For many sequence-specific DNA-binding proteins, nucleosome occupancy alone predicts promoters bound in vivo almost as accurately as DNA sequence. (A) Most transcription factors are preferentially bound to regions of relatively low nucleosome occupancy. ROCs were used to quantitate the value of low nucleosome occupancy in predicting the in vivo distribution of the indicated transcription factors. ChIP-enriched sequences (Lee et al. 2002) were defined at 10% FDR. Only the 41 ChIPs yielding at least 20 enriched sequences were analyzed. Pho4 (black) appears to be significantly associated with regions of higher nucleosome occupancy, possibly because of different growth conditions under which ChIP-chip and nucleosome data were collected. (B) Motifs derived from bound sequences often predict binding only slightly better (within an AUC-ROC of 0.1) than does nucleosome occupancy alone.

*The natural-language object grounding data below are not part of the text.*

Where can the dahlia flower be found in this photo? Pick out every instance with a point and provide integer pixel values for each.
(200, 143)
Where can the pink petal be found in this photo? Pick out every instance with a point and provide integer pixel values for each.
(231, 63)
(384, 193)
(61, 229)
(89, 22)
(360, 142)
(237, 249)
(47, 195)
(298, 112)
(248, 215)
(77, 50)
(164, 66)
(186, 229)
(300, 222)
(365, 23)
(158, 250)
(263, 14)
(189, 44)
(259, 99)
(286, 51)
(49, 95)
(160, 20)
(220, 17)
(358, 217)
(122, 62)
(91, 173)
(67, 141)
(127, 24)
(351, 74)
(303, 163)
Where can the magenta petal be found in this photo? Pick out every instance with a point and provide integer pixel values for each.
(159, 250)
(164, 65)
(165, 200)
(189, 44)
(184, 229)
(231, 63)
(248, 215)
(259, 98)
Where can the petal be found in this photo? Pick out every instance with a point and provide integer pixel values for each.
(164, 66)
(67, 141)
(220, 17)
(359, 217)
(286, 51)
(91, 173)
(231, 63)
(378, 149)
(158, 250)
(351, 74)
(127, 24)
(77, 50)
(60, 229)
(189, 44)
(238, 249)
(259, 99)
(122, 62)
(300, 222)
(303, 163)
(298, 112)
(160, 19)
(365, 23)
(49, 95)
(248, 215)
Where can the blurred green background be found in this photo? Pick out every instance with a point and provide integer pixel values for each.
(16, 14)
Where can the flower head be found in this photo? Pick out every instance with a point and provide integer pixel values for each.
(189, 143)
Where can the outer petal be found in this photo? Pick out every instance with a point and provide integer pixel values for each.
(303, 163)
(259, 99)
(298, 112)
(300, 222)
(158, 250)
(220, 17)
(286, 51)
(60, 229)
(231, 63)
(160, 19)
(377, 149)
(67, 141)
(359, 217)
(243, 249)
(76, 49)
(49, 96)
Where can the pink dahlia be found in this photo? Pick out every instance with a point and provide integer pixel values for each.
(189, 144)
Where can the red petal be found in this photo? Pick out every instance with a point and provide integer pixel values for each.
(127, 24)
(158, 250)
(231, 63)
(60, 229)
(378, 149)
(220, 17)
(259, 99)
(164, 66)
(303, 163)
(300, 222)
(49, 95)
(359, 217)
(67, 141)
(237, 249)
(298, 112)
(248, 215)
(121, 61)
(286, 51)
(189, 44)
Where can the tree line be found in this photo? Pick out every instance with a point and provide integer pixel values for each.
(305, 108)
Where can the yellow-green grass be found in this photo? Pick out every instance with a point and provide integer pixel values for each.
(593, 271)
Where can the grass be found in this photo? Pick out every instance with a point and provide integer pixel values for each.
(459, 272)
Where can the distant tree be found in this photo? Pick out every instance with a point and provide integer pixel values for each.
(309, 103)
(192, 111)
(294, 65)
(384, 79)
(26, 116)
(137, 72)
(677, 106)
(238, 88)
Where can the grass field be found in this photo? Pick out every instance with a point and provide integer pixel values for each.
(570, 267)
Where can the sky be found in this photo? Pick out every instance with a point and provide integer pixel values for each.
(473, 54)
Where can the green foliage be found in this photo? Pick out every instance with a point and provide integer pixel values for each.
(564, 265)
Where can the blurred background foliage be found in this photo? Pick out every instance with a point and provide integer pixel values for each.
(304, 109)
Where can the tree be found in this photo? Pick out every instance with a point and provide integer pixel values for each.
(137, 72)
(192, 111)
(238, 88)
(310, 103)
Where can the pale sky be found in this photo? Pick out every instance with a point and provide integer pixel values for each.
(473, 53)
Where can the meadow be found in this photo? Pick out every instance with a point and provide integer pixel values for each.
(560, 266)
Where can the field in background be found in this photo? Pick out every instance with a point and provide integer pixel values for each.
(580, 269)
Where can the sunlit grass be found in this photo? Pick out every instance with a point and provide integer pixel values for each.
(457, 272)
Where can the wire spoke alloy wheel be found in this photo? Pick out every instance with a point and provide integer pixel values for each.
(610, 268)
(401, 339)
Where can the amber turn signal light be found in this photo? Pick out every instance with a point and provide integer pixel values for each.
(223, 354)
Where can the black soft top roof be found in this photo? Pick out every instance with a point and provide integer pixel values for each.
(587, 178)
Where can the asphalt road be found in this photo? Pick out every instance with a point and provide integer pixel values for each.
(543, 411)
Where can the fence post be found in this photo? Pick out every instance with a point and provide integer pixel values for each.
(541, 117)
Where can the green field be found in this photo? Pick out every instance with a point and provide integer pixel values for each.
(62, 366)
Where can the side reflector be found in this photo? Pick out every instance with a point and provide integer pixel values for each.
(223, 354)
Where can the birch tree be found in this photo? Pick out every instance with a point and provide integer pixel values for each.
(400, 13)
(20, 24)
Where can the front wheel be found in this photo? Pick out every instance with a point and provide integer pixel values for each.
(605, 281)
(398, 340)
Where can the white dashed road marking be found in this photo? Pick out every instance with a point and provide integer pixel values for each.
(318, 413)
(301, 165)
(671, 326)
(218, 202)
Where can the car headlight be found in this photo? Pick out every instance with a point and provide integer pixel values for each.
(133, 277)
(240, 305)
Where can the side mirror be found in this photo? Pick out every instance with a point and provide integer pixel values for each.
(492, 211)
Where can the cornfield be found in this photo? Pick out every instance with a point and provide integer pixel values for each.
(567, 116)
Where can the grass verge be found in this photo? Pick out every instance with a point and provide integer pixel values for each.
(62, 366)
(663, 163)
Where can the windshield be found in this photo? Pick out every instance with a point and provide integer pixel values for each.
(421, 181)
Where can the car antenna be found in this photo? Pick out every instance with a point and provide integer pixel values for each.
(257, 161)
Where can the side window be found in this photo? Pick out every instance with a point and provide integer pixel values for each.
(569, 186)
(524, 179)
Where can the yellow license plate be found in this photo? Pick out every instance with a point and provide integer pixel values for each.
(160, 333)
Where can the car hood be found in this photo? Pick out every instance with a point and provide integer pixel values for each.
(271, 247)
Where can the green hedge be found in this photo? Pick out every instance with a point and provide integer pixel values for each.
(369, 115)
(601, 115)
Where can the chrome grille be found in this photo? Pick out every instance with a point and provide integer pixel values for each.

Of the 41 factors in A, a significant DNA-sequence motif could be derived for the 34 plotted here (see Supplemental Table 2 for tabular data). PWMs were used to calculate occupancy scores for every intergenic region. ROCs were then used to quantitate the ability of the occupancy scores derived from the factor-specific motifs to predict the in vivo distribution of the corresponding factor (y-axis). On the x-axis are the nucleosome-occupancy-based AUC-ROCs. AUC-ROC values under 0.5 were converted to (1 − AUC-ROC). Of the transcription factors, 17/34 fall between dashed lines, which indicate AUC-ROC values within 0.1. (Filled black circle) Pho4.